Case Law Details

Case Name : CIT Vs. JCT Electronics Ltd. (Punjab & Haryana High Court)
Appeal Number : ITA No. 676 of 2009
Date of Judgement/Order : 13/01/2010
Related Assessment Year :

RELEVANT PARAGRAPH

In order to appreciate the controversy few facts may be noticed. The assessee- company is manufacturing colour picture tubes. In respect of the assessment year 2004- 05 the assessee company incurred expenditure for the purpose of restructuring. The assessee- company had become a sick unit and in that regard a reference was made to BIFER for its rehabilitation which has passed an order giving substantial relief on 12.3.2007.

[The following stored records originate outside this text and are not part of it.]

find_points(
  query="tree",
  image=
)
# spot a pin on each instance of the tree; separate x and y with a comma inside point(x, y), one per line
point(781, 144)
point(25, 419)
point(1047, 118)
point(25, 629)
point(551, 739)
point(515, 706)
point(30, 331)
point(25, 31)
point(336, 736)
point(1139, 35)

The services of M/s Oberoi Sood and Kapoor, Chartered Accountants were engaged which resulted in preparation of final restructuring scheme. On account of assistance rendered by the Chartered Accountants major concession and substantial relief was given to the assessee-company. A professional payment of Rs. 53,70,000/- was made to the Chartered Accountants and Rs. 15,00,000/-were paid to M/s Asset Care Enterprises Ltd. The aforesaid expenditure were claimed as expenses for professional services for processing of its case before the BIFER. The Assessing Officer opined that such expenditure incurred by the assessee- company for the purpose of restructuring would be an advantage of enduring nature. The expenditure has not been incurred for enhancing sale nor for earning of any income. The Commissioner of Income Tax (Appeals) also accepted the opinion expressed by the Assessing Officer. However, the Tribunal on the aforesaid issue held otherwise by observing as under:

“We are of view that the impugned expenditure was incurred for enhancing the sales or for earning the income. We have found that the impugned expenses were incurred in conformity with the provisions of Section 37 of the Act as the same were for the purposes of business, therefore, we are of the view it is an allowable deduction. The ratio laid by the Honourable Madras High Court in the case of CIT Vs. South India Sugars Ltd (275 ITR 491)(Mad.)clearly supports the case of the assessee. Reliance can also be placed in B. Nagi Reddy Vs. CIT (199 ITR 451) (Mad.), consequently, both these grounds of the assessee are allowed.”

There is no statutory definition of expression ‘capital expenditure’. The Courts have repeatedly held that such expression has to be construed in a business sense save insofar as there may be rules of construction applicable to it. The expression occurring in Section 37(1)of the Act makes its meaning more elastic in its application to the facts of each case. This is consistent view of the Courts. The word ‘capital’ connotes permanency and capital expenditure is therefore closely akin to the concept of securing something, tangible or intangible property, corporeal or incorporeal right so that they could be of a lasting or enduring benefit to the enterprise in issue.

Revenue nature expenditure, on the other hand, is operational in its perspective and solely intended for the furtherance of the enterprise.( See CIT Vs. Wolkem (P)Ltd. Co.[2002 ] 258 ITR 350 (Raj.) Having heard the learned counsel we are of the view that the Tribunal has rightly placed reliance on a Division Bench judgement of the Madras High Court in the case of CIT Vs South India Sugars Ltd. (2005) 275 ITR 491.In that case the Division Bench of the Madras High Court had taken the view that once the ultimate fact finding authority i.e. the Tribunal has come to the conclusion that the company had incurred expenditure on legal, financial and industrial consultation then it could not be said to be outside the purview of business of the company. Likewise in the present case, the conclusion reached by the Tribunal is that the expenditure towards consultation charges for restructuring of the company, the amount paid to the Chartered Accounts and M/s Asset Care Enterprise Ltd., was incurred or for earning income. Further finding of the Tribunal is that expenses were also incurred in conformity with the provisions of Section 37 of the Act which was meant for the purposes of business. Therefore, we find that view taken by the Tribunal is unexceptionable. As such no question of law warranting admission of the appeal would arise much less a substantive question. The appeal is wholly without merit and the same is accordingly dismissed.